The United States alone produces about 208 million tons of solid waste per year, and is expected to only grow. Each person actually produces about 4.3 pounds of waste per day. Despite the fact that we have developed many different ways to dispose of waste, there is still no absolutely safe way to dispose of and store waste.
Waste Management History
Waste disposal has not always been verified so carefully. In the 18th century in England and France, people with wagons were paid for the removal of garbage from the city and its sharps containers and sharps disposal. However, since then, our garbage has become more complex and cannot simply be placed in a hole in the ground.

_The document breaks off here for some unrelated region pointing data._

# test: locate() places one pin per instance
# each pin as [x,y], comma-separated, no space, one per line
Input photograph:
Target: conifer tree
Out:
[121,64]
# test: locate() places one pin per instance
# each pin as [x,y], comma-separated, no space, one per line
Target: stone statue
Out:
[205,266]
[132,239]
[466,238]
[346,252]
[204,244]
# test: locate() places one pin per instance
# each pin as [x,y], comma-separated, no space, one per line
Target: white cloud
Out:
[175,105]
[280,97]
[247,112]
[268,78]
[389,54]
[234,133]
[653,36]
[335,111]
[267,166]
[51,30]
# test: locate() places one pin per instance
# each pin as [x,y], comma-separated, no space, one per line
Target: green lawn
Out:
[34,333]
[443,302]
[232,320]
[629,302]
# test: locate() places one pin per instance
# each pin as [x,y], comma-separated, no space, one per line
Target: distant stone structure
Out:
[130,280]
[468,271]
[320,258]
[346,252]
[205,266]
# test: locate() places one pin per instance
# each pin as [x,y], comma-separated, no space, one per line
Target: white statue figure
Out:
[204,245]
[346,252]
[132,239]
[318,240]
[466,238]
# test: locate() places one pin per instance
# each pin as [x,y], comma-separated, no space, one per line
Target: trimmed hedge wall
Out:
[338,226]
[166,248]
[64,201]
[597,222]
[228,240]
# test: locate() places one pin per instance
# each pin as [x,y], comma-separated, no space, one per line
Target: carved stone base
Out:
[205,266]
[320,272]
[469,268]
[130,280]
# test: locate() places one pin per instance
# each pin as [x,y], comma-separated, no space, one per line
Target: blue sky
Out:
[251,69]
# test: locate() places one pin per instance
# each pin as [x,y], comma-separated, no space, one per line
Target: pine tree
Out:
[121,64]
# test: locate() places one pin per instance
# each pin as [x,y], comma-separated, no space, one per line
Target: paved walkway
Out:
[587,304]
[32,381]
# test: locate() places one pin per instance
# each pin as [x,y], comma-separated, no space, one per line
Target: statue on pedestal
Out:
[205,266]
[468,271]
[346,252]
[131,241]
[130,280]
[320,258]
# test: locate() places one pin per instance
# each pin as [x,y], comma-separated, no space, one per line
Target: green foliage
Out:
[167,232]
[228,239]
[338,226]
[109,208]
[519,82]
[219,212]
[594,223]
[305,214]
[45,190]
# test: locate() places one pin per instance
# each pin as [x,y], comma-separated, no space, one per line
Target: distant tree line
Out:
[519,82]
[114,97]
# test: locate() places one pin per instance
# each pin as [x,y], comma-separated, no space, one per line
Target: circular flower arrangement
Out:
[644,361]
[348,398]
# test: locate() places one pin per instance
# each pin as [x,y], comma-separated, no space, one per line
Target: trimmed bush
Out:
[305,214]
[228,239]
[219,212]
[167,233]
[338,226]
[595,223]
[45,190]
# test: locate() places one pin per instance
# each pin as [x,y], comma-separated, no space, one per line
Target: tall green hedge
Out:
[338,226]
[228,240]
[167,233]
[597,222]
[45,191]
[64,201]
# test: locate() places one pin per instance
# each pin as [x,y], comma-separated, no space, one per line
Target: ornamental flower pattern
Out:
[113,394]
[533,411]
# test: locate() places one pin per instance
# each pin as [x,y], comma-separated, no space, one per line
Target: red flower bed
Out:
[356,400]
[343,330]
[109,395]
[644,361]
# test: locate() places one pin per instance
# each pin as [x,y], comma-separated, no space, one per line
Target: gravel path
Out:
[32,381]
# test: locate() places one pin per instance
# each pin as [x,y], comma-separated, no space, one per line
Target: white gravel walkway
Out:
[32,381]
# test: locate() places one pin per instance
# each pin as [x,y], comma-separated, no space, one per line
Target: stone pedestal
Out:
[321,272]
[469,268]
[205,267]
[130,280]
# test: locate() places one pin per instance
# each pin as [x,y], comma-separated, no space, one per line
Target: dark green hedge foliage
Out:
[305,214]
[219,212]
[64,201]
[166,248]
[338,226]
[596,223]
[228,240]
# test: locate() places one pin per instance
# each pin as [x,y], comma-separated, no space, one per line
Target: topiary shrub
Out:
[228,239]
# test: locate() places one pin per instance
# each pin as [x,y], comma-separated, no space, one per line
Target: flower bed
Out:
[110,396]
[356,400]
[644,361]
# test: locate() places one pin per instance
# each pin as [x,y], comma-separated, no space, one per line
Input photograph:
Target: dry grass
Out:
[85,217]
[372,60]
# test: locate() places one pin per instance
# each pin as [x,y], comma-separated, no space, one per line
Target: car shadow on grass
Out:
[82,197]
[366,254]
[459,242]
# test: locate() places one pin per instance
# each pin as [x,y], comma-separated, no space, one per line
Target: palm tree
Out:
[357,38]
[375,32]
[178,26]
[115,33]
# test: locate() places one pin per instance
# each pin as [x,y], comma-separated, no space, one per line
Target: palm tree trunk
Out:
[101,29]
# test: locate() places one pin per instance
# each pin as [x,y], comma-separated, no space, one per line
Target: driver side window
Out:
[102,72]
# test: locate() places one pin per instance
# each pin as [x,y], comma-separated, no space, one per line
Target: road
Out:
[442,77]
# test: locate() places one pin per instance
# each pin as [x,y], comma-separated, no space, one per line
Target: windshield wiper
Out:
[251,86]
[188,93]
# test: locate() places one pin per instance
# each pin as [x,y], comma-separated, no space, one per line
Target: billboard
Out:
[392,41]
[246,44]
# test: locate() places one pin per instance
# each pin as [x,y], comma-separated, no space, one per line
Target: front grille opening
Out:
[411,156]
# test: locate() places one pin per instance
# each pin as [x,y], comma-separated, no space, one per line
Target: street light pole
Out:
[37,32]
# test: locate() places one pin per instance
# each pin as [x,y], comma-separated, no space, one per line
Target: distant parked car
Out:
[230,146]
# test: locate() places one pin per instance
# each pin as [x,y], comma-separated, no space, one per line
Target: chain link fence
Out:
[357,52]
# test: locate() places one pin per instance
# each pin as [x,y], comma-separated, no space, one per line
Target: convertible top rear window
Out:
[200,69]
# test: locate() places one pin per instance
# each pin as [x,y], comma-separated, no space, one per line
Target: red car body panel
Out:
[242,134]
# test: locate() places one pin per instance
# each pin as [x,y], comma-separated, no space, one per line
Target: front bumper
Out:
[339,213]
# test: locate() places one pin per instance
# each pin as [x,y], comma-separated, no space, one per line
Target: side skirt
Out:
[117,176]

We have many different types of garbage, and they must be disposed of properly to avoid environmental pollution.
Types of waste
There are many different types of waste, and they are classified according to their physical, chemical and biological characteristics. One of the main ways to classify it is the sequence; either solid or liquid waste. For classification as a solid waste, the material must contain less than 70% water. This classification often covers materials such as; household waste, industrial waste, mining waste and some oil field waste. Liquid waste must be less than 1% solid and, often, wastewater. Wastewater often contains a large amount of dissolved salts and metals. Mud is the final classification of consistency; be somewhere between a liquid and a solid. The mud often contains 3 to 25% solids, and the rest consists of materials dissolved in water.
The federal government classifies waste into 3 categories; Non-hazardous, dangerous and special waste. Non-hazardous waste does not pose an immediate threat to health or the environment. This category includes household waste. Hazardous wastes may be flammable / reactive or leachable. This means that hazardous wastes are flammable or can eliminate toxic chemicals. Specific wastes have very specific guidelines to regulate this. Examples of special waste include radioactive waste and medical waste.
How do we get rid of this?
There are many ways to dispose of garbage and waste. Landfill use is the most common and can represent more than 90% of municipal waste in the country. However, landfills have been shown to contaminate drinking water in some regions. Landfills are the cheapest way to get rid; Collection and transportation represent 75% of the total cost. In modern landfills, garbage is dispersed in thin layers and then covered with fresh soil. Landfills minimize pollution by leveling the well, contouring the landfill, compacting and planting the top layer of the pavement, draining the drainage and selecting sites that are not usually affected by flooding or high levels of groundwater.